Born though Giannis had been, into a world of unimaginable wealth and privilege, he had sat down to chat to Suzy as if it had been the most natural thing in the world. When he’d discovered that Suzy idolised the lead vocalist in a famous boy band, he had brought the singer to the hospice where Suzy had spent her final weeks. He’d made her sister’s wildest dreams come true. Suzy had been so thrilled that she had still been talking about that momentous day right up until a few minutes before she died.
Maddie had never forgotten how happy Giannis Petrakos had made her twin. Now she recognised how she had idealised him and begun imagining that she knew him when she did not. She felt she had been too quick to seize on Annabel’s concerns as an excuse to approach Giannis and talk to him alone. Why hadn’t she immediately backed off when she’d realised that he was only semi-clothed? His apparent interest in her had gone to her head like strong spirits. She had not had the strength of will to withstand temptation. And he had been unutterably, wildly tempting.
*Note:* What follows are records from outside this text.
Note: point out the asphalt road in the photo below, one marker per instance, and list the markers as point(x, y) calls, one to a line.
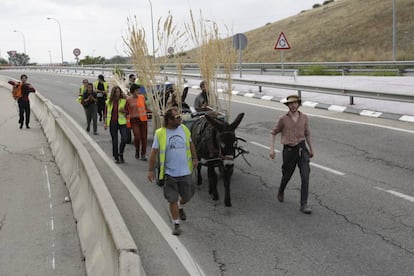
point(361, 192)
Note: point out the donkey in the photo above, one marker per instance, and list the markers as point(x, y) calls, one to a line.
point(216, 144)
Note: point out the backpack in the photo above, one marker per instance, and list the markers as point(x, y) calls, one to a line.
point(17, 91)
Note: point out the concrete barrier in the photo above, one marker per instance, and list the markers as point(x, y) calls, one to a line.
point(106, 243)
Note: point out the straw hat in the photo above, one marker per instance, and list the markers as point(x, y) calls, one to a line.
point(292, 99)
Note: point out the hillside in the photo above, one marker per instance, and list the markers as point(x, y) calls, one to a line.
point(343, 30)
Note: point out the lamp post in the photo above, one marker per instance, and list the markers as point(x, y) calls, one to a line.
point(60, 35)
point(24, 39)
point(394, 35)
point(152, 30)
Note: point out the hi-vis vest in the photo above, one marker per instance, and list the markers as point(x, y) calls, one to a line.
point(162, 141)
point(82, 89)
point(95, 86)
point(121, 115)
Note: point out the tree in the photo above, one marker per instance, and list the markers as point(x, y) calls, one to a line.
point(18, 59)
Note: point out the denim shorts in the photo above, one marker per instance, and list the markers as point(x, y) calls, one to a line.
point(176, 187)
The dulled throb between her slender thighs lingered to remind her of her weakness and her sense of shame increased. Passion had made her betray her values.
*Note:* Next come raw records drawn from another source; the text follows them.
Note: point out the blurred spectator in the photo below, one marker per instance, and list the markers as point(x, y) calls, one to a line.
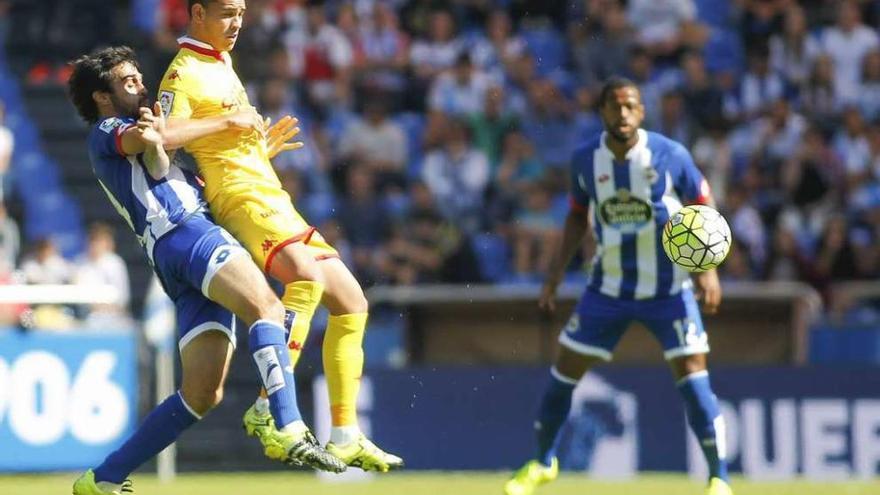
point(851, 144)
point(549, 124)
point(600, 55)
point(385, 52)
point(490, 125)
point(7, 145)
point(45, 265)
point(429, 57)
point(10, 240)
point(847, 42)
point(703, 100)
point(457, 175)
point(869, 89)
point(760, 85)
point(536, 232)
point(376, 142)
point(659, 23)
point(461, 91)
point(674, 123)
point(713, 153)
point(322, 56)
point(100, 265)
point(793, 51)
point(493, 52)
point(819, 98)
Only as Maddie reached her bedsit did she remember the accident with the contraception, and her skin turned clammy with instinctive fear. She could only hope that Giannis would be proved right in his belief that there would be no repercussions in that field. She was appalled at the idea of conceiving after the equivalent of a one-night stand with a male who would regard the development as a calamity. Any child forced to deal with such wounding knowledge of its beginnings would have a right to be disgusted with her. How the mighty have fallen, she reflected, with painful new self-knowledge.
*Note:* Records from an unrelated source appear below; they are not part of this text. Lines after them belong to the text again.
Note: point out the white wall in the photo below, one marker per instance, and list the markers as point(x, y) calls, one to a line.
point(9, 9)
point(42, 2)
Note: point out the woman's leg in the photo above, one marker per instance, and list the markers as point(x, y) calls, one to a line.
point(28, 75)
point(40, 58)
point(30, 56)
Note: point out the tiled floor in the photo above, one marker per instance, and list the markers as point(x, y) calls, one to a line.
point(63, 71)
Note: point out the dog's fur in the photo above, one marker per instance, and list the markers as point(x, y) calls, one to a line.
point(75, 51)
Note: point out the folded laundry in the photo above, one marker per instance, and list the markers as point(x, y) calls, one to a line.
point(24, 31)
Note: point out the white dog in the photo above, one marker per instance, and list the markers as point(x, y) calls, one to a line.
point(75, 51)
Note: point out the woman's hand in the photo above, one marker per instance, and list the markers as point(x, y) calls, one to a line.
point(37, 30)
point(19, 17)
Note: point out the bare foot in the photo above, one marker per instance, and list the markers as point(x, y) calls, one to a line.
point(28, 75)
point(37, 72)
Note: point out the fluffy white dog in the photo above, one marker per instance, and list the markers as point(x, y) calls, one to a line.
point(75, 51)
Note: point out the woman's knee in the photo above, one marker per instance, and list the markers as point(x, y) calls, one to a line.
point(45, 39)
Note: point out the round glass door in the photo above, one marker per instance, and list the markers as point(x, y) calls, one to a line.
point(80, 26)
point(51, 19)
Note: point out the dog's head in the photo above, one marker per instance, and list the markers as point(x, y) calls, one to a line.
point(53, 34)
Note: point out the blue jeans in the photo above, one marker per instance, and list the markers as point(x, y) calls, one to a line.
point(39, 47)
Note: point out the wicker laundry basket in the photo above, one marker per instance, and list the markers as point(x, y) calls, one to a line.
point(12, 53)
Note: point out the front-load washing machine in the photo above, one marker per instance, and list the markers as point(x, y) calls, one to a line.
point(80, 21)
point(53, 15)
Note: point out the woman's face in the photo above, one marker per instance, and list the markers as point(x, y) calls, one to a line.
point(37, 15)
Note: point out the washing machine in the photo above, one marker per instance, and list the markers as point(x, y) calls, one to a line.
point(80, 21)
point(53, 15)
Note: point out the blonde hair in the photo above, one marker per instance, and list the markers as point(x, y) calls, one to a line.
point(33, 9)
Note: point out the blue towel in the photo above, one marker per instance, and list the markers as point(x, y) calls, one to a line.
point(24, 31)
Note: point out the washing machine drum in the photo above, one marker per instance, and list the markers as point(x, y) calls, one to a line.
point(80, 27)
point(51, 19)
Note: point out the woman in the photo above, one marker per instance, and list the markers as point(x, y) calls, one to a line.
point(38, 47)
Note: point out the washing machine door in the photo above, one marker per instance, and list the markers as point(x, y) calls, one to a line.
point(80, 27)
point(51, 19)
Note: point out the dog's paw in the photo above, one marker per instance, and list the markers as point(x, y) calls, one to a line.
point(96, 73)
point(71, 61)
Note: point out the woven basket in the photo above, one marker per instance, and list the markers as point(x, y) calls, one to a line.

The days passed for Maddie at a painfully slow pace. She was restless, worried and unhappy. The sense of peace she had taken for granted had been replaced by inner turmoil. Nothing that she was feeling was quite what she felt it ought to be, either. Every time her phone sounded she jumped and snatched it up. Either it was a call from the temping agency or from the supermarket where she did weekend shifts. When she finally grasped the fact that she had been waiting to see if Giannis would phone, she was even angrier with herself. It was already painfully clear: she had been bedded and discarded as if she had no more worth than an old newspaper.
The following Saturday morning, however, someone rapped on her door. Looping her tumbling hair back from her face as she answered it, she stilled in astonishment when she recognised that her caller was Giannis’s security chief.
‘Mr Petrakos wants you to join him for lunch,’ Nemos announced with precision. ‘He’ll pick you up in an hour.’
Her delicate brows pleating, Maddie stared up at the big man. It took her a few seconds to absorb that most unexpected message. Not so much a message as a royal summons, she registered, watching Nemos clatter back down the stairs again without even waiting for her response. Evidently there was a strong assumption that nobody ever said no to an invitation from Giannis Petrakos.